Sunday Night Suds - Shiner Birthday Beer - Chocolate Stout


This week's Sunday Night Suds looks at Shiner Birthday Beer - a new Chocolate Stout produced by the good folks at the Spoetzel Brewing Company.

Every year Shiner produces a unique beer which it tags with the number for the year of the brewery. Some of the time the beer becomes a full time fixture such as the White Wing (reviewed here http://kosherbeers.blogspot.com/2014/05/sunday-night-suds-shiner-white-wing.html) and Wild Hare Pale Ale (reviewed here http://kosherbeers.blogspot.com/2013/08/sunday-night-suds-shiner-wild-hare-ipa.html) while others do not make the grade and fade into the history of this great brewery.

This year the new limited offering is #106 - Shiner Birthday Beer - Chocolate Stout. The beer pours a rich dark brown, even darker than a Guinness. When bringing the glass to my lips I could smell the chocolate, although I suspect that based on the intensity of scent and flavor that the chocolate is not derived solely from the malt and that there may be some chocolate nibs or other form of cocoa extract added to the beer.

The Chocolate Stout is definitely in the category of a dessert beer and it went exceptionally well with Mrs KB's scratch batch chocolate birthday cake. I would not recommend this with any form of main course, but if you have a rich chocolate dessert and want to have something with a little kick to sip with it, see if you can find a Birthday Beer - Chocolate Stout.
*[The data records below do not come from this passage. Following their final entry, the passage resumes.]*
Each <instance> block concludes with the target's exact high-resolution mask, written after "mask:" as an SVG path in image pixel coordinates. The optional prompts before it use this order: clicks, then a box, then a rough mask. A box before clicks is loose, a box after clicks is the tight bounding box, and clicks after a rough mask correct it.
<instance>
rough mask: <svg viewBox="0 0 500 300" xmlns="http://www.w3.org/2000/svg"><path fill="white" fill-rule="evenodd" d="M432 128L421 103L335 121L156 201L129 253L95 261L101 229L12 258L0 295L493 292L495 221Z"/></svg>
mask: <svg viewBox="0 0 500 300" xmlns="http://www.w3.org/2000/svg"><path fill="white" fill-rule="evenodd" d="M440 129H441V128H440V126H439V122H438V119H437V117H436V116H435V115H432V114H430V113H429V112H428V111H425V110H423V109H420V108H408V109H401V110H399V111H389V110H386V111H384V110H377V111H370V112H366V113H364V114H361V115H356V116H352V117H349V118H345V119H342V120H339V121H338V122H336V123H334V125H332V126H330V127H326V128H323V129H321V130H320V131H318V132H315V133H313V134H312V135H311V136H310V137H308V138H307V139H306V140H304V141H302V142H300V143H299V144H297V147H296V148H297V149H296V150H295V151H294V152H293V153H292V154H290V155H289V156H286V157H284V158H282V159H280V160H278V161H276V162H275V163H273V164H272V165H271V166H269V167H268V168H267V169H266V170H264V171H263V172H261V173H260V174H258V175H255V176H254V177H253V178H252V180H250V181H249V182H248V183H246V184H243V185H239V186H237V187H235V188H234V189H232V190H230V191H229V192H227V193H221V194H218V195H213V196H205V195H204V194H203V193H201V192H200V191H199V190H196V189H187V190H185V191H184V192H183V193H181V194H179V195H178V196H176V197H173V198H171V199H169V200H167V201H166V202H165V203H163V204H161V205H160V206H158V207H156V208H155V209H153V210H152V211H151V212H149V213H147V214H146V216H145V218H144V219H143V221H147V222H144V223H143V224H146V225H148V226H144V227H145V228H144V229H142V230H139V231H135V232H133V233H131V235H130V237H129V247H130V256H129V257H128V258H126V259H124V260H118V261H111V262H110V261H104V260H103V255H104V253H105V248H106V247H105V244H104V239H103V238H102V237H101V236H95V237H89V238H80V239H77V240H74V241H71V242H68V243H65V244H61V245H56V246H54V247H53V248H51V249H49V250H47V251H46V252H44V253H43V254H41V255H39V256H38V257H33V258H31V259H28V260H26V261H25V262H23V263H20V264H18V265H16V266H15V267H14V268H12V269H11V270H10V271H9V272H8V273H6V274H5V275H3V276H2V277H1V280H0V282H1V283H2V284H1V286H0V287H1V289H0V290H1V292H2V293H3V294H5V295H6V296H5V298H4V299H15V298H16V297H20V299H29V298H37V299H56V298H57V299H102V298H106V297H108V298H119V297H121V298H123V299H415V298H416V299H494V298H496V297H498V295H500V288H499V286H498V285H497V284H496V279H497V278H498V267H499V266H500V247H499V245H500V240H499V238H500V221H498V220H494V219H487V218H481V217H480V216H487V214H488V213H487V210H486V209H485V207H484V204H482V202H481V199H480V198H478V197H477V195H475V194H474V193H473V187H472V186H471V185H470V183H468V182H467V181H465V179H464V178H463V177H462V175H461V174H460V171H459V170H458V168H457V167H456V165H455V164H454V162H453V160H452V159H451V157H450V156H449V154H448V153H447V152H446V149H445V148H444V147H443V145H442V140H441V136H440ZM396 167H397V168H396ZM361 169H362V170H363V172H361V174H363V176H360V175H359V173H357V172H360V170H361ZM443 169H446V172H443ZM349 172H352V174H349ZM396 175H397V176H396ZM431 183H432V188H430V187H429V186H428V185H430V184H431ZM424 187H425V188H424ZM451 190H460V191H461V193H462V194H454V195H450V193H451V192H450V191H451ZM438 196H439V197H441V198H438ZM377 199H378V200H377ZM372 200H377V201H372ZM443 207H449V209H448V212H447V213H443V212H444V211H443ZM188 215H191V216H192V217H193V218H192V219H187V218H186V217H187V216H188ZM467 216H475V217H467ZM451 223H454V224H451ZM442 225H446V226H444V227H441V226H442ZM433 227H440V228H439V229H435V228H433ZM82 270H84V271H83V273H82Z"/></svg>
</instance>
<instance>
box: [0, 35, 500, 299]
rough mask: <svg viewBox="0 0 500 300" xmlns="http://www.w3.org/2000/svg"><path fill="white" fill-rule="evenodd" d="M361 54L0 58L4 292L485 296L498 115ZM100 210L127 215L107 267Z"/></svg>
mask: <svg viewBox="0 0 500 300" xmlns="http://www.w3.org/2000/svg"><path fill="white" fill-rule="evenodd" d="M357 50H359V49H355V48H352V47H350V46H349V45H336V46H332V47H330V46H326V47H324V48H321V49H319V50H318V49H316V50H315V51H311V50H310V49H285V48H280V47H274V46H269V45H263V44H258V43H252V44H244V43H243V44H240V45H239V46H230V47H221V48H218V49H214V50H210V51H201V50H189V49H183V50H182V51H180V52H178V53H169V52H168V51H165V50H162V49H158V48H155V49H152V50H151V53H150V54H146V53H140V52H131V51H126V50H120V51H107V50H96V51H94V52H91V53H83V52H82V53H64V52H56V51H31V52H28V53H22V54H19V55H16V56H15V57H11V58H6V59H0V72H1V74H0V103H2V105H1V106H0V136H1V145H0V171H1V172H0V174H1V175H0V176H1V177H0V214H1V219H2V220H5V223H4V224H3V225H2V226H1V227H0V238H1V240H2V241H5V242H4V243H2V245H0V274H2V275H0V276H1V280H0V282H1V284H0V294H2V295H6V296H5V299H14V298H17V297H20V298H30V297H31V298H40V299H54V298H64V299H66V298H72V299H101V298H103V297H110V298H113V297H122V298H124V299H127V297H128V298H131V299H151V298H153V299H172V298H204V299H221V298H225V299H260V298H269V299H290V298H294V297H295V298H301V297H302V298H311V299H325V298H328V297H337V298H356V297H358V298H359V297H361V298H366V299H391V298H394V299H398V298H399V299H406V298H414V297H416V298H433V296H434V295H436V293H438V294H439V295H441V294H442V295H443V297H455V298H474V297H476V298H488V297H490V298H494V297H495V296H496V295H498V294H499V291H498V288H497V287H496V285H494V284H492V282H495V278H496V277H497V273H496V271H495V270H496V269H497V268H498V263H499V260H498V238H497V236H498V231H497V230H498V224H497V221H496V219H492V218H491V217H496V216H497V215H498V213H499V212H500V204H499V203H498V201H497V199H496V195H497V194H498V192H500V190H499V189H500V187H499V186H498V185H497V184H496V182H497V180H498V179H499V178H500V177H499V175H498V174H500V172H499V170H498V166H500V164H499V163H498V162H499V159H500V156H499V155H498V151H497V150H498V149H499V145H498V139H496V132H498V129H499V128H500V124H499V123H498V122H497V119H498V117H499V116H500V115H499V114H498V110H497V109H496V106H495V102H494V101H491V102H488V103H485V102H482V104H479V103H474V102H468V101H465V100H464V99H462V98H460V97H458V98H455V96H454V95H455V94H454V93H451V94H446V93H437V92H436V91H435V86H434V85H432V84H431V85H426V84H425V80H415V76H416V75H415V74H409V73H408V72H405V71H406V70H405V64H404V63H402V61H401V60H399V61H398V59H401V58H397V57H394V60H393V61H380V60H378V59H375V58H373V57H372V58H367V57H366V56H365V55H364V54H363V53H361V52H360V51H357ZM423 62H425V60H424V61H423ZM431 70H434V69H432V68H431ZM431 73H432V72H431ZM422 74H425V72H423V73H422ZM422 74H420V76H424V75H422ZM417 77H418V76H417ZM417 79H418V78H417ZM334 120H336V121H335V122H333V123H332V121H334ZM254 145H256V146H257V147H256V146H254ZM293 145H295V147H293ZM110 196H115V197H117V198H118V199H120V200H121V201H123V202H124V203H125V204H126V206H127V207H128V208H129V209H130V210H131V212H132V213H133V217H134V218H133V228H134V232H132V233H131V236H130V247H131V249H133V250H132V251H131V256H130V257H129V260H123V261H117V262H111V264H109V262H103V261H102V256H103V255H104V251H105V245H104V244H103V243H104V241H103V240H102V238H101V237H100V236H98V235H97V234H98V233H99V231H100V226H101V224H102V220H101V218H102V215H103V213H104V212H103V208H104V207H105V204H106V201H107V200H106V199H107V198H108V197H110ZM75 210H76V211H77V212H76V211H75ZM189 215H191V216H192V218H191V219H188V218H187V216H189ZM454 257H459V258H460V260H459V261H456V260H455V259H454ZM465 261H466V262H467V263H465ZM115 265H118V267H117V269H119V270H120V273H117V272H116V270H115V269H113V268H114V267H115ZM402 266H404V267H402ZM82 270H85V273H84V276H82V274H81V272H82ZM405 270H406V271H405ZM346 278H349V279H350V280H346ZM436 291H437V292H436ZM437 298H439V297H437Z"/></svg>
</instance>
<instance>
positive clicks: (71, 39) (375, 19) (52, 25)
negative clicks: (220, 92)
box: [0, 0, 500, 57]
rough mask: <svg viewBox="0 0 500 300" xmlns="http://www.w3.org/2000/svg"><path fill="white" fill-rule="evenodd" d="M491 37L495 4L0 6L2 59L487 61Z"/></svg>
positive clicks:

The Shiner Birthday Beer - Chocolate Stout is under the Kosher Supervision of the Va'ad of Detroit although there is no symbol on the the bottle. To see what the experts on Beer Advocate think about this brew, please follow this link beeradvocate.com/beer/profile/143/144286.

As always, please remember to drink responsibly and to never waste good beer unless there is no designated driver. If you've tried this beer or any others which have been reviewed on the kosher beers site, please feel free to post your comments (anonymous comments are acceptable).

Before closing the post, I wanted to write briefly about a piece that is making the rounds on the possibility of stouts being dairy or made with lactose. I have personally spoken with mashgichim from the OU and the Va'ad of Detroit and have confirmed that the Coors and Brooklyn beers which are listed in the article are not made with lactose and are not dairy. I did not attempt to contact the Star-K mashgiach as they tend to keep their mashgichim insulated from the general public and thoroughly inaccessible, but I did look into the Samuel Adams Cream Stout a number of years ago and was assured that it is not dairy.

While I am certain that the article on the Yeshiva World News site was well intentioned and I cannot possibly argue halacha with a Rav, I can report that the mitziyus as it relates to these specific beers is incorrect.